Characterization of a Near-Complete Genome Sequence of a Chaphamaparvovirus from an Australian Boobook Owl (Ninox boobook).

This study reports a complete genome sequence of a variant of psittacine chaphamaparvovirus 2 detected in kidney tissue from an Australian boobook (Ninox boobook), compiled using next-generation sequencing. The genome was 4,312 bp long, encoding four open reading frames. The detection of this variant in boobook represents a significant host-switching event.

ANNOUNCEMENT

Chaphamaparvoviruses (ChPVs) are members of the family Parvoviridae and subfamily Hamaparvovirinae; they are nonenveloped, icosahedral viruses with a linear single-stranded DNA genome sequence of ~4.0 to 4.5 kb (1). They encode two genes: a nonstructural replicase gene (NS) and a capsid (VP) gene (2, 3). ChPVs are likely to be widespread in nature and have been detected in the feces of birds (4–6) and mammals (7); a ChPV causes renal disease in laboratory mice (8). Recently, two novel ChPVs (psittacine chaphamaparvovirus 1 and 2 [PsChPV-1 and PsChPV-2, respectively]) was detected in the liver of rainbow lorikeets (Trichoglossus moluccanus) (9) and fecal materials of Neophema birds (10) in Australia. Here, we report a near-complete genome sequence of a variant of PsChPV-2 (PsChPV-2v.1) detected in the kidney of an Australian boobook (Ninox boobook).

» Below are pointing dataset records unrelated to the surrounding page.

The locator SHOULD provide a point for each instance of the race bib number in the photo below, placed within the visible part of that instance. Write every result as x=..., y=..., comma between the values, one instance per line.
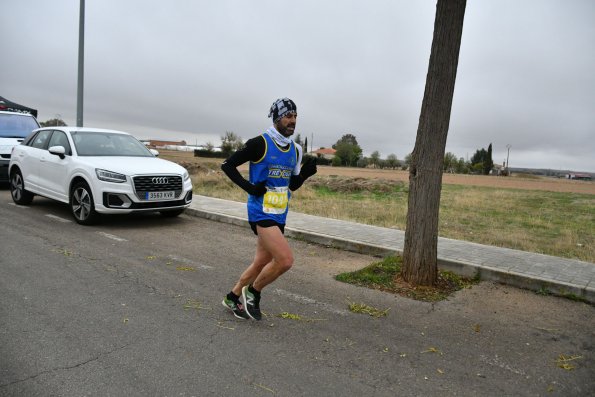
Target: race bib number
x=275, y=200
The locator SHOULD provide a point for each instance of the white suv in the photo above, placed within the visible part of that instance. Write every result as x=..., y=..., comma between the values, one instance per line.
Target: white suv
x=96, y=171
x=14, y=127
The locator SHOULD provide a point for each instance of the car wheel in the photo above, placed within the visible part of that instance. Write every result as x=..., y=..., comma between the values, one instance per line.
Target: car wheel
x=172, y=213
x=17, y=189
x=82, y=205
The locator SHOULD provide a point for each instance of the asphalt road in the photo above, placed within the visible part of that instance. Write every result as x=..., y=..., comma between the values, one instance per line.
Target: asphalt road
x=132, y=307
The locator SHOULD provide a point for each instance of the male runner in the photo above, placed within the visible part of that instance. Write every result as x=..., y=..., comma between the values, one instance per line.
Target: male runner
x=274, y=172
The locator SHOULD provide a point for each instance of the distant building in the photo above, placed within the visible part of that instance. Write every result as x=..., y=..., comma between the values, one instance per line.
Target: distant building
x=326, y=153
x=153, y=143
x=580, y=177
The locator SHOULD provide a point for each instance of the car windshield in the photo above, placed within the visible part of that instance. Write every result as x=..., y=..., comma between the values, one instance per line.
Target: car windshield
x=16, y=125
x=108, y=144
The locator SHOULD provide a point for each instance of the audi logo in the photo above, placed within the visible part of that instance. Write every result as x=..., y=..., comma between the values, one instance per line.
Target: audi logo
x=160, y=180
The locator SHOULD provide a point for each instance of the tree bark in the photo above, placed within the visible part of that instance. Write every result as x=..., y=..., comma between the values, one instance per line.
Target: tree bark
x=420, y=254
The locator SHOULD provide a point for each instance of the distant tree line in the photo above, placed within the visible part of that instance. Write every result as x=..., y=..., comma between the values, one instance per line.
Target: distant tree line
x=350, y=154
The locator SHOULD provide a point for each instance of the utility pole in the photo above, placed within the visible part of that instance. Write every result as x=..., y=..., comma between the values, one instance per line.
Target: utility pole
x=81, y=70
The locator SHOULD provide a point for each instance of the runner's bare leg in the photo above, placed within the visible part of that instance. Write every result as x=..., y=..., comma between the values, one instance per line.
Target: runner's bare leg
x=273, y=258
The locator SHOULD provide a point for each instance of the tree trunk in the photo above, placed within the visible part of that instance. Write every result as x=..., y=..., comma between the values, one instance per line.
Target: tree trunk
x=420, y=263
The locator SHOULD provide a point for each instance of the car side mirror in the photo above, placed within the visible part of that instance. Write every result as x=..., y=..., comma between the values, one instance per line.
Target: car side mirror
x=58, y=151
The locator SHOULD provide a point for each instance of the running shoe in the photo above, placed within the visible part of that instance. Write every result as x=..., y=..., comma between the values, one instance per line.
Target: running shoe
x=251, y=303
x=236, y=308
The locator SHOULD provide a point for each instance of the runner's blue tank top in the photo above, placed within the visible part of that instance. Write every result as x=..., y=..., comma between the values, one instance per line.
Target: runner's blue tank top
x=276, y=168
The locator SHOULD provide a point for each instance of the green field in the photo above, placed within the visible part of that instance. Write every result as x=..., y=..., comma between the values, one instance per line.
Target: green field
x=552, y=223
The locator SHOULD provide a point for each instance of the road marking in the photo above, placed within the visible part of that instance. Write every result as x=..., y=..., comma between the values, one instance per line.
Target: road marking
x=58, y=218
x=111, y=236
x=310, y=301
x=189, y=262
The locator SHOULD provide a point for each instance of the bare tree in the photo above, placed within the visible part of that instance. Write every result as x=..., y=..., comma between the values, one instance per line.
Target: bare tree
x=420, y=263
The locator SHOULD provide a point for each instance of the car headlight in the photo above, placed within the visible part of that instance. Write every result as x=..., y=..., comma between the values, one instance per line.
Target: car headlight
x=109, y=176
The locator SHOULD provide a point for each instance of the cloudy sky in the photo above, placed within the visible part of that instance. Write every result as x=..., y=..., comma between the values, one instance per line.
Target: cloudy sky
x=194, y=69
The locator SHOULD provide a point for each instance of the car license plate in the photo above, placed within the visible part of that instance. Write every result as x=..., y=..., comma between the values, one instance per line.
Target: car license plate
x=160, y=195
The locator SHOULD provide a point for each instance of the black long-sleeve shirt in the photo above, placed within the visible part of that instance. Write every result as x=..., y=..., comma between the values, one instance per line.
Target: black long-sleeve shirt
x=253, y=150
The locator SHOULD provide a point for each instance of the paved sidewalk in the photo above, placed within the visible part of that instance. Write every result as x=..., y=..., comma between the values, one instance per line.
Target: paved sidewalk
x=559, y=276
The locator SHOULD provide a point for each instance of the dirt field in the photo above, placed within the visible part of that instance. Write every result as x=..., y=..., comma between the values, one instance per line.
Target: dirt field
x=512, y=182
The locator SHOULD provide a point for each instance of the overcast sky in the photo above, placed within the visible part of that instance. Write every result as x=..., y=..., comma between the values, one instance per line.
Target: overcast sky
x=194, y=69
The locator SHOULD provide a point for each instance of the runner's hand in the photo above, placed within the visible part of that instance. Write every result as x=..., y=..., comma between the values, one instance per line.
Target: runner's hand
x=259, y=189
x=308, y=168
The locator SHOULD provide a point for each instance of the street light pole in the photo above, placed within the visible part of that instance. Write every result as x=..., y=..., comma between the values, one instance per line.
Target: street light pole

Kidney tissue was collected from a dead boobook submitted to the Sydney School of Veterinary Science (34°0′10.61″S, 150°37′27.84″E), between December 2018 and April 2019. DNA was extracted using the PureLink genomic DNA minikit (Invitrogen, CA, USA). The library was prepared using an Illumina DNA prep kit (San Diego, CA, USA), starting with 250 ng DNA (6). The quality and quantity of the prepared library were assessed by the Australian Genome Research Facility (AGRF), Melbourne, Australia, and the library was sequenced using the Illumina NovaSeq sequencing platform, generating 150-bp paired-end reads.

The sequencing data were analyzed as per an established pipeline (11–14) using Geneious version 10.2.2 (Biomatters, New Zealand) and CLC Genomics Workbench version 9.5.4. Briefly, 37,770,262 raw reads were preprocessed to remove Illumina adapters, ambiguous base calls, and poor-quality reads (reads trimmed using a quality score limit of 0.05; ambiguous nucleotides up to 15 bp trimmed using CLC Genomics Workbench), followed by mapping against barn owl (Tyto alba) (15) and Escherichia coli (GenBank accession no. U00096) sequences to remove nonviral DNA. A total of 37,612,162 trimmed and unmapped reads were used as input data for the de novo default assembler in CLC Genomics Workbench version 9.5.4. This resulted in the generation of a linear 4,312-bp contig, identified as a PsChPV-2 genome, with an average coverage of 70.26×. Annotation of the assembled genome was performed using Geneious version 10.2.2. All software was used with default parameters except where stated.

The genome is 4,312 bp long, with a G+C content of 41.4%. Comparative analysis of the predicted open reading frames (ORFs) of PsChPV-2v.1 was conducted using BLASTX and BLASTP; the ORFs encoding the NS1 and VP1 proteins share 100% and 99.8% identity, respectively, with the corresponding proteins of previously isolated PsChPV-2 (GenBank accession no. MZ364297) (10). As in other parvoviruses, the complete NS1 gene of PsChPV-2v.1 was 671 amino acids (aa) long and encodes the helicase, including the conserved ATP- or GTP-binding Walker A loop (GPxNTGKT/S; 317GPSNTGKS324), Walker B (xxxWEE; 355IGVWEE360), Walker B′ (KQxxEGxxxxxPxK; 372KQVLEGMQTSIPIK385), and Walker C (PxxxTxN; 396PIIITSN402) amino acid motifs (conserved amino acids are indicated in bold). In addition, the NS1 protein contains two conserved replication initiator (endonuclease) motifs, xxHuHxxxx (IF108HVH110AMLQ) and YxxK (166YLMK169) (“u” indicates a hydrophobic residue).

This study highlights evidence of PsChPV-2 infection in kidney tissue from an Australian boobook. This expands the host range of PsChPV-2 to include an entirely unrelated species and suggests that at least some ChPVs may have a wide host range.

Data availability.

The complete parvovirus genome sequence from N. boobook and the data that support the findings of this study have been deposited at DDBJ/ENA/GenBank under the accession no. OL762454. The version described in this paper is the first version, OL762454.1. The raw sequencing data from this study have been deposited at the NCBI Sequence Read Archive (SRA) under the accession no. SRR17163735 (BioProject accession no. PRJNA787018).